Should the share price at the time of exercise be higher than the share price at the time of allocation, the resulting additional expenditure for the company can be neutralised by way of appropriate safeguards.

Insofar as the delivery of real shares for retention by the Executive Board members is granted with a resale lock-up period as part of the variable compensation, a cap is normally only provided for with respect to the granting of shares (i. e. at the time of allocation) and not at the time of exercise, which is at the discretion of the recipient once the lock-up period has expired.

The virtual share awards of Hannover Re have a cap at the time of allocation and a time of exercise set by the company after four years. Given the safeguards put in place by the company, we consider a further cap at the time of exercise – especially in light of the desired economic identity of compulsory investments in virtual and real shares – to be unnecessary. As a precaution, however, the company is declaring a divergence from Code Item 4.2.3 Para. 2.

Code Item 4.2.3 Para. 4; Caps on severance payments in management board contracts

Premature termination of a service contract without serious cause may only take the form of cancellation by mutual consent. Even if the Supervisory Board insists upon setting a severance cap when concluding or renewing an Executive Board contract, this does not preclude the possibility of negotiations also extending to the severance cap in the event of a member leaving the Executive Board. In addition, the scope for negotiation over a member leaving the Executive Board would be restricted if a severance cap were agreed, which could be particularly disadvantageous in cases where there is ambiguity surrounding the existence of serious cause for termination. In the opinion of Hannover Rück SE, it is therefore in the interest of the company to diverge from the recommendation contained in Code Item 4.2.3 Para. 4.

Code Item 5.2 Para. 2; Chairman of the Audit Committee

The current Chairman of the Supervisory Board of Hannover Rück SE served as the company’s Chief Financial Officer in the period from 1994 to 2002. During this time he acquired superb knowledge of the company and he is equipped with extensive professional expertise in the topics that fall within the scope of responsibility of the Finance and Audit Committee. With this in mind, the serving Chairman of the Supervisory Board is optimally suited to chairing the Audit Committee. In the opinion of Hannover Rück SE, it is therefore in the interest of the company to diverge from the recommendation contained in Code Item 5.2 Para. 2.

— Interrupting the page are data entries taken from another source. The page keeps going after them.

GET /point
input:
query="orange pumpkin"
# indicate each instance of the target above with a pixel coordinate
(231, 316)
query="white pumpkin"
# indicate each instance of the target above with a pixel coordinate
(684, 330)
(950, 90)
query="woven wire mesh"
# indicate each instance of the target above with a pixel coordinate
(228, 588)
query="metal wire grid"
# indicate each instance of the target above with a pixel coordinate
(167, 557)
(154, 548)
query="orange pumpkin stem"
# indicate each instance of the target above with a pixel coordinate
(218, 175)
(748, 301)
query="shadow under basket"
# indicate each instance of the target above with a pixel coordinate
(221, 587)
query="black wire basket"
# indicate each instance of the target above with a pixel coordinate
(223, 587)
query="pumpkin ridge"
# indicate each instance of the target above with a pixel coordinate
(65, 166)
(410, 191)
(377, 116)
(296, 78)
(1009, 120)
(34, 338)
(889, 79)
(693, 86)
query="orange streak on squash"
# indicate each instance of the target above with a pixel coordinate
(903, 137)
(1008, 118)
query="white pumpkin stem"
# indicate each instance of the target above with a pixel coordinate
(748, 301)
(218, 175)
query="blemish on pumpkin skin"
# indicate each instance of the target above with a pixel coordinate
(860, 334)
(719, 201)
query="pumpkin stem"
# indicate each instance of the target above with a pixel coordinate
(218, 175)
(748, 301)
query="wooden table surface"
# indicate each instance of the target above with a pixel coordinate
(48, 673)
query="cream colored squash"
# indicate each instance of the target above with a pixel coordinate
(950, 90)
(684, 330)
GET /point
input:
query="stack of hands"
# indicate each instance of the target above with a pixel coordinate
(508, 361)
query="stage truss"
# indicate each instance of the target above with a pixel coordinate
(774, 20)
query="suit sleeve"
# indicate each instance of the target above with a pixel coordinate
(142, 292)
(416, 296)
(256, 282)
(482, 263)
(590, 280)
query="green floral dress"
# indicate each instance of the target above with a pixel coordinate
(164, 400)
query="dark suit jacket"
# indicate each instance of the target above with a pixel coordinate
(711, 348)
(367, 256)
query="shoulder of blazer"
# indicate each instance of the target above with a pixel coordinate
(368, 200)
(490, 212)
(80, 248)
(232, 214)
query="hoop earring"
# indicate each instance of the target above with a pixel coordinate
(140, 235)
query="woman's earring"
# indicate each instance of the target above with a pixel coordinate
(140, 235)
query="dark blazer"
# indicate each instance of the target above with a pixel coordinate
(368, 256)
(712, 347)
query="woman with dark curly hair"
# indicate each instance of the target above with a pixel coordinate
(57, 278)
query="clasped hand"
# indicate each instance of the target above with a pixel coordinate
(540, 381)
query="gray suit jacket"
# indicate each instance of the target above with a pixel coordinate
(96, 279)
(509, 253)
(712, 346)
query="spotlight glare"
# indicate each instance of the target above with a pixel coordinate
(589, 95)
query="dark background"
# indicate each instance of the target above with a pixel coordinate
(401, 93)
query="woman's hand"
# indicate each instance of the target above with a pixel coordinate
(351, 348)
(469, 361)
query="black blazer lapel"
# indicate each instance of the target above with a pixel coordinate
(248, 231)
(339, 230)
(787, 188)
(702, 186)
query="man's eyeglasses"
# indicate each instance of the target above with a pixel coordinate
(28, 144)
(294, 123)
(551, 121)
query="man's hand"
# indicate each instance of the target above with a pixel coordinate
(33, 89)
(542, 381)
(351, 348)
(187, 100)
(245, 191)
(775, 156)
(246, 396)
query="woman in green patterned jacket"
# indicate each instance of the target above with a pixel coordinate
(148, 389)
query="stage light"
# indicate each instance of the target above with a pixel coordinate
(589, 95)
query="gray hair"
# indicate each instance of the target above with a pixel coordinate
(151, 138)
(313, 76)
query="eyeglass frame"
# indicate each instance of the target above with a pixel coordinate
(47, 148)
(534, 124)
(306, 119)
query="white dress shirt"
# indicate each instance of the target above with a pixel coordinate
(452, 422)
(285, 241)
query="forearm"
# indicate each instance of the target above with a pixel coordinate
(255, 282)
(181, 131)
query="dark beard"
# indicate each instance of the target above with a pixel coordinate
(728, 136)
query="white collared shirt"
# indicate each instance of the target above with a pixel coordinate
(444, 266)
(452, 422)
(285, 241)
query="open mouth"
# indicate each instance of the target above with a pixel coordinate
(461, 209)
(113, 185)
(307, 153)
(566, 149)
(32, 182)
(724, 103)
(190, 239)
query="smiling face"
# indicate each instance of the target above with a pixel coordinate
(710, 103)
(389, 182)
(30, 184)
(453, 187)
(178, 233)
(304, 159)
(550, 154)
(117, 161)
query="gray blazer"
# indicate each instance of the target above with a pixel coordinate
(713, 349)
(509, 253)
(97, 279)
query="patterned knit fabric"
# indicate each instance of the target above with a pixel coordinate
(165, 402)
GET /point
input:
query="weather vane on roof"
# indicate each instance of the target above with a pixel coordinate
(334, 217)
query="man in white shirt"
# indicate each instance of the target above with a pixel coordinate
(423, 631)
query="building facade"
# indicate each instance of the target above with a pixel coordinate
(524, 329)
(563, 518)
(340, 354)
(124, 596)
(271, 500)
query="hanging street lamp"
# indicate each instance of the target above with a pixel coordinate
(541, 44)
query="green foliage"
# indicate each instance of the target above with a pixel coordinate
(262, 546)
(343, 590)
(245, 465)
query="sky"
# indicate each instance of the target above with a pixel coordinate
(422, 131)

Code Item 5.3.2; Independence of the Chairman of the Audit Committee

The current Chairman of the Audit Committee is at the same time also the Chairman of the Board of Management of the controlling shareholder and hence cannot, in the company’s legal assessment, be considered independent. As already explained above in the justification for divergence from Code Item 5.2 Para. 2, the current Chairman of the Supervisory Board is, however, optimally suited to chairing the Audit Committee. This assessment is also not cast into question by the fact that the Committee Chairman cannot therefore be considered independent within the meaning of the German Corporate Governance Code. Furthermore, since his service as Chief Financial Officer of Hannover Rück SE already dates back ten years, it is also the case that the reviews and checks performed by the Finance and Audit Committee no longer relate to any period in which he himself was still a member of the Executive Board or decisions initiated by him as a member of the Executive Board were still being realised. In the opinion of Hannover Rück SE, it is therefore in the interest of the company to diverge from this recommendation contained in Code Item 5.3.2.

We are in compliance with all other recommendations of the Code.